The year-2000 problem is caused by computers' inability to distinguish between the years 1900 and 2000, because most programs identify years only by their final two digits. Dealing with its ramifications, which could affect not only computer software and hardware but products containing embedded computer chips such as clocks and refrigeration units, demands especially open communications among different companies.
While a combative stance may help wake up a company that has not made significant moves to deal with its computer systems, cooperation is even more important as the year 2000 approaches, said de Jager, president of de Jager & Co., Brampton, Ontario.
One method of dealing with the problem, for example, involves the use of "pivot" dates. If a company does not want to recode its computers to recognize all four digits of a year, it can establish a pivot date of 50, meaning that any number below 50 would represent a year in the 21st century, while any number above 50 would represent a year in the 20th century.

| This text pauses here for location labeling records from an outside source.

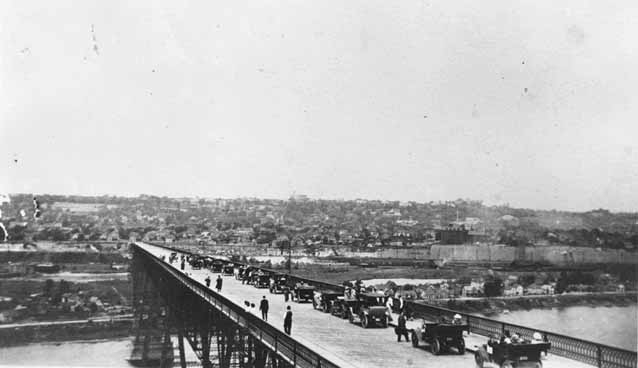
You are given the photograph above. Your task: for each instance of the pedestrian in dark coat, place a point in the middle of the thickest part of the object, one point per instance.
(263, 307)
(288, 321)
(401, 330)
(218, 284)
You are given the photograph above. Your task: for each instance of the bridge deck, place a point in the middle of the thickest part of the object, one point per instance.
(345, 344)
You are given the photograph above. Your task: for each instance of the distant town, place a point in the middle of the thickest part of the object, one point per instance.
(309, 222)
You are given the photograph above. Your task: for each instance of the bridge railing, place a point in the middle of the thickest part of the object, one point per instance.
(282, 344)
(589, 352)
(596, 354)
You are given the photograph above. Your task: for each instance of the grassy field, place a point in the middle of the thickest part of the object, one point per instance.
(355, 272)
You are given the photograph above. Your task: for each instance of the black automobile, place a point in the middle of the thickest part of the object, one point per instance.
(441, 336)
(279, 285)
(196, 262)
(261, 280)
(303, 292)
(369, 309)
(217, 266)
(228, 269)
(521, 354)
(240, 272)
(341, 306)
(323, 299)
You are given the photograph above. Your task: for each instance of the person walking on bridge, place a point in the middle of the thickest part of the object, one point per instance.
(263, 307)
(218, 284)
(401, 330)
(288, 321)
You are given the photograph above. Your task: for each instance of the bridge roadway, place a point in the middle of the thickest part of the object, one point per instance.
(343, 343)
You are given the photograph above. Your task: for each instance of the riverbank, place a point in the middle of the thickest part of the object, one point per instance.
(16, 334)
(490, 306)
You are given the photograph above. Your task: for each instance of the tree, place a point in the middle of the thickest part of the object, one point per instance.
(493, 286)
(48, 287)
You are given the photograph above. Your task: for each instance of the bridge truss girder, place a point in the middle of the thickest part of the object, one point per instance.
(216, 340)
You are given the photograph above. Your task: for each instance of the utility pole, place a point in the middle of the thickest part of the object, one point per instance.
(289, 256)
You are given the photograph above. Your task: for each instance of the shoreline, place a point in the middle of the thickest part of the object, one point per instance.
(492, 306)
(60, 331)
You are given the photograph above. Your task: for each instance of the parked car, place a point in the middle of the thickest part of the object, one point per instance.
(369, 309)
(441, 336)
(228, 269)
(217, 266)
(261, 280)
(279, 284)
(323, 299)
(302, 292)
(522, 354)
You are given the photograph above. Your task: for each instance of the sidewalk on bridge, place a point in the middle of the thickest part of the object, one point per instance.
(474, 341)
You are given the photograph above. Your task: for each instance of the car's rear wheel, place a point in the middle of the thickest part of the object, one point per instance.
(461, 346)
(435, 347)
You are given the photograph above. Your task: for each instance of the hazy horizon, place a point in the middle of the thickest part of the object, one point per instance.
(527, 103)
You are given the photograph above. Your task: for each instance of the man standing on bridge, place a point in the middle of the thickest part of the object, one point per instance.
(218, 284)
(263, 307)
(288, 321)
(401, 330)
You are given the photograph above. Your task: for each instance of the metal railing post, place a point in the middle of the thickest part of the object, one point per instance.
(599, 356)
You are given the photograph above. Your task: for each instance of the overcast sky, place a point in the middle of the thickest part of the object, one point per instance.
(531, 103)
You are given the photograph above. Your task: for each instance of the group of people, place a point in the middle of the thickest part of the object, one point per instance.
(264, 307)
(218, 282)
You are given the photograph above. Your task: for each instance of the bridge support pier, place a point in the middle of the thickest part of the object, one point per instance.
(216, 339)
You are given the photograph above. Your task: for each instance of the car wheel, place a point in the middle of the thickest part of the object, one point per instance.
(461, 346)
(415, 340)
(365, 322)
(478, 359)
(435, 347)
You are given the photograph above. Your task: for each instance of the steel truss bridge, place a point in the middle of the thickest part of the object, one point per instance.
(221, 332)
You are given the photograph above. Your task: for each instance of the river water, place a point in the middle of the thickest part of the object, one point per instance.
(615, 326)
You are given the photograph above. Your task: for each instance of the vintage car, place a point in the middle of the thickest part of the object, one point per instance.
(279, 285)
(323, 299)
(228, 269)
(172, 257)
(522, 354)
(441, 336)
(196, 262)
(302, 292)
(369, 309)
(341, 306)
(217, 266)
(261, 280)
(240, 272)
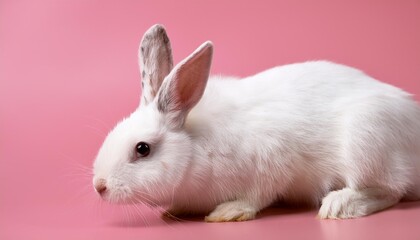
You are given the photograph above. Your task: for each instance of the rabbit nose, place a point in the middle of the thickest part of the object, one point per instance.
(100, 185)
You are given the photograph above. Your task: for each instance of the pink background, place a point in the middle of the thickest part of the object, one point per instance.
(68, 73)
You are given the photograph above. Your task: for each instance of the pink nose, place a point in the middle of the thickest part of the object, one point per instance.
(100, 185)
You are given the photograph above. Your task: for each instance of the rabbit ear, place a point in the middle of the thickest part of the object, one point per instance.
(184, 86)
(155, 60)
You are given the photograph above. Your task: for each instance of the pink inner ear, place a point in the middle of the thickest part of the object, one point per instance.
(191, 76)
(185, 85)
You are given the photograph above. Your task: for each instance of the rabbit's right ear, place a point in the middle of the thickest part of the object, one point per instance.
(155, 60)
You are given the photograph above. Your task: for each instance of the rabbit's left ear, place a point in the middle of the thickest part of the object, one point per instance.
(185, 85)
(155, 60)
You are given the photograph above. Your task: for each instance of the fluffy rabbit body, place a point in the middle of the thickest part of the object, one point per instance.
(314, 133)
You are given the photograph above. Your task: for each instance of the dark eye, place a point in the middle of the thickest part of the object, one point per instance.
(142, 149)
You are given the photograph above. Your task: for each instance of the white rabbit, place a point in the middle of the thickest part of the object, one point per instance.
(314, 133)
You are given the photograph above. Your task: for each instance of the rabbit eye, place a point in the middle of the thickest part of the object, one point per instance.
(142, 149)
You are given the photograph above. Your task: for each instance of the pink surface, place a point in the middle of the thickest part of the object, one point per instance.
(68, 72)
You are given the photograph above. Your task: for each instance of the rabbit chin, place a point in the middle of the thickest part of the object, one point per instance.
(127, 196)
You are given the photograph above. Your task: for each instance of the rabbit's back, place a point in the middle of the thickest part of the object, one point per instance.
(322, 124)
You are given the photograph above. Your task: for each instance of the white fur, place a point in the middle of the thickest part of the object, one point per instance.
(298, 133)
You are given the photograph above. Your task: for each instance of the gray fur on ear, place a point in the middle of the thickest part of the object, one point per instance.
(155, 60)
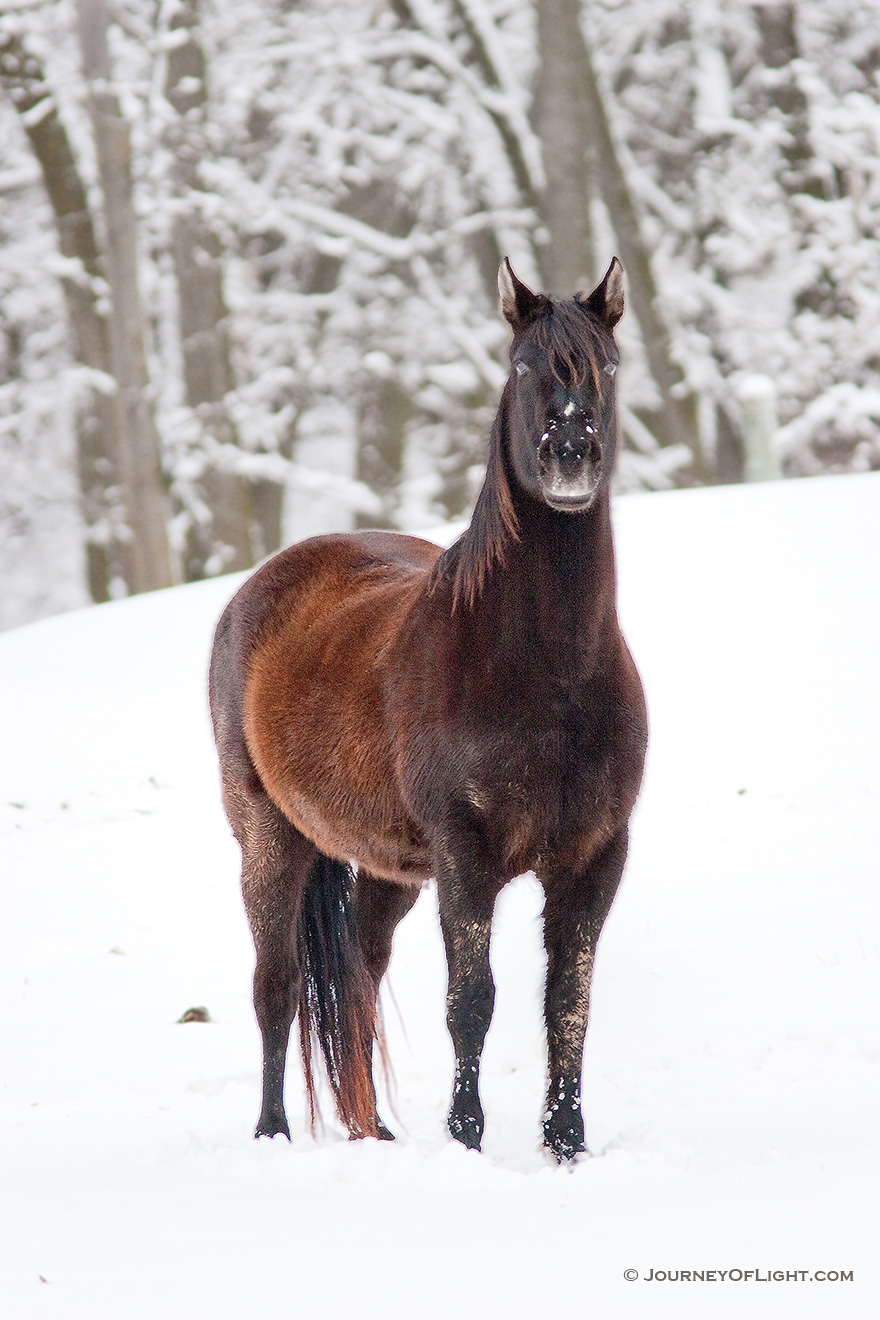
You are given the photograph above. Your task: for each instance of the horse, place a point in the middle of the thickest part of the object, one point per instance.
(387, 712)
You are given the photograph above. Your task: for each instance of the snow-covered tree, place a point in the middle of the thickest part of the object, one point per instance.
(319, 198)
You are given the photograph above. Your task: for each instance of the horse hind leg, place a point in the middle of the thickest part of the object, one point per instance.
(380, 906)
(276, 862)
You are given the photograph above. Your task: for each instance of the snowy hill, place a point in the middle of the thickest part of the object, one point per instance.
(732, 1068)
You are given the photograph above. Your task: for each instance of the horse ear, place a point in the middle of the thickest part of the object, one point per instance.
(607, 300)
(517, 302)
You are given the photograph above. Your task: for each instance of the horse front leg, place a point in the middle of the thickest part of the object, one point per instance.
(466, 903)
(574, 912)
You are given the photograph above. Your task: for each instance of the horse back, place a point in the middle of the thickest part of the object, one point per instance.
(298, 697)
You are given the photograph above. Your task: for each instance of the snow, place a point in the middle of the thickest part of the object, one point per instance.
(731, 1077)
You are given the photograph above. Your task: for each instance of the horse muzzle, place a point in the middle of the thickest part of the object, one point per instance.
(569, 466)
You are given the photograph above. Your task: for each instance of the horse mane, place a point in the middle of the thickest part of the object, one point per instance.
(567, 337)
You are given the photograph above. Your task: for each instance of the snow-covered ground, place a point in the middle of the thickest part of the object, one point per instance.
(732, 1072)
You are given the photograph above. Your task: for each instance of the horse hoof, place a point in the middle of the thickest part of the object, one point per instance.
(565, 1147)
(466, 1131)
(272, 1126)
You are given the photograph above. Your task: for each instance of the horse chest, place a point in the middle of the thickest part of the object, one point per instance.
(546, 791)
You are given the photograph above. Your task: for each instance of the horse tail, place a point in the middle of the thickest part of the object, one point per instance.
(337, 995)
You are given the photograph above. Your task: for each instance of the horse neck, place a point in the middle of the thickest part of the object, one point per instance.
(553, 585)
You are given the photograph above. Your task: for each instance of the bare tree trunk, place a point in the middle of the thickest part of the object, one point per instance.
(223, 543)
(96, 419)
(140, 467)
(677, 423)
(562, 123)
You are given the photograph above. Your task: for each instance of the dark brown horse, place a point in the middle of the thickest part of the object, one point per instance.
(467, 716)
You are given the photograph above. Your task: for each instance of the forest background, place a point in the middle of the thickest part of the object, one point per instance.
(248, 256)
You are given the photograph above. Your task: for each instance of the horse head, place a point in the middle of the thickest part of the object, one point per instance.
(560, 394)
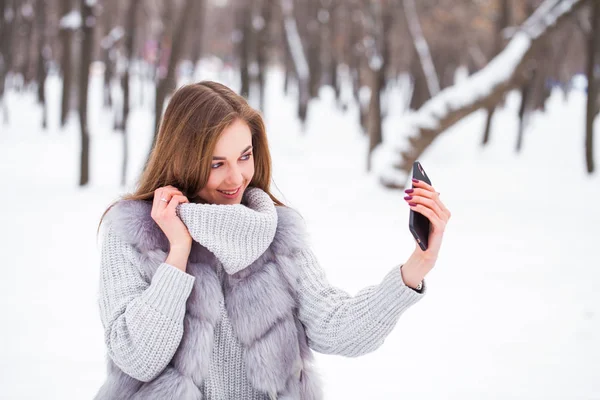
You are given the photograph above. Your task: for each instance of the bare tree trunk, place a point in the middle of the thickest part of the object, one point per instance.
(26, 29)
(7, 28)
(525, 94)
(379, 55)
(421, 47)
(313, 46)
(108, 75)
(66, 39)
(130, 32)
(245, 21)
(593, 45)
(374, 117)
(430, 122)
(264, 43)
(88, 18)
(43, 52)
(298, 56)
(166, 85)
(334, 60)
(502, 22)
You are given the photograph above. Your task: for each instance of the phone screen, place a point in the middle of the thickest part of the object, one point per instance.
(419, 224)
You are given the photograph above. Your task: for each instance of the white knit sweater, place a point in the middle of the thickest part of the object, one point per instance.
(143, 319)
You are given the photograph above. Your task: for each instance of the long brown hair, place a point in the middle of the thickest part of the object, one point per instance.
(196, 116)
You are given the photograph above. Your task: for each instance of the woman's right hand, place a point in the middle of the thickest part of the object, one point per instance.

A computer with a pivot date of 50 would read the digits "50" as the year 2050, but would read "51" as the year 1951.
"But a company must use the same pivot date as the companies they communicate with," said de Jager. "If one company's pivot date is 50 but the other's is 20, one computer will read 35 as 1935 and the other will read it as 2035."
De Jager spoke at the Supermarket Industry .... and Convention in Chicago last month, sponsored by the Food Marketing Institute, Washington.
The size of the year-2000 problem is forcing many companies to acknowledge that they will not be able to fix all their systems in time, de Jager added. The process of "triage," or identifying and working on only the most vital systems, has already begun at many companies.
In the supermarket industry, mission-critical systems fall into three broad areas, he said. They are the processes of taking money from customers, getting products into the stores, and communicating with vendors.
Accepting that not all systems will be compliant by Jan. 1, 2000, means making and implementing a series of tough calls. "The person who should be in charge of year 2000 at a company should not be an information technology professional," said de Jager. "He should be a business person who understands the business consequences of the decisions that are made."
Many retailers and wholesalers have started making contingency plans if the Millennium Bug proves hard to kill.
"Although we'll be ready, our company and everyone else needs to have contingency plans. There may have to be additional inventories put in place until systems are functional," Crouch said.
As Topco completes its work on internal systems, it will start making contingency plans and doing test runs on systems such as EDI with vendors in June. If vendors are not ready to handle EDI transactions, Topco will be set up to convert their orders to its system.
Meanwhile, manufacturers' contingency plans include having inventories ready to ship to competitors' customers. "The certainty of having selected problems is there. If we heard anything about our competitors not getting product on the shelf, we have contingency plans," one manufacturer said.
"Companies may need to stockpile products," said de Jager. "They may need to relax their just-in-time inventory requirements," to deal with year-2000 induced shortages.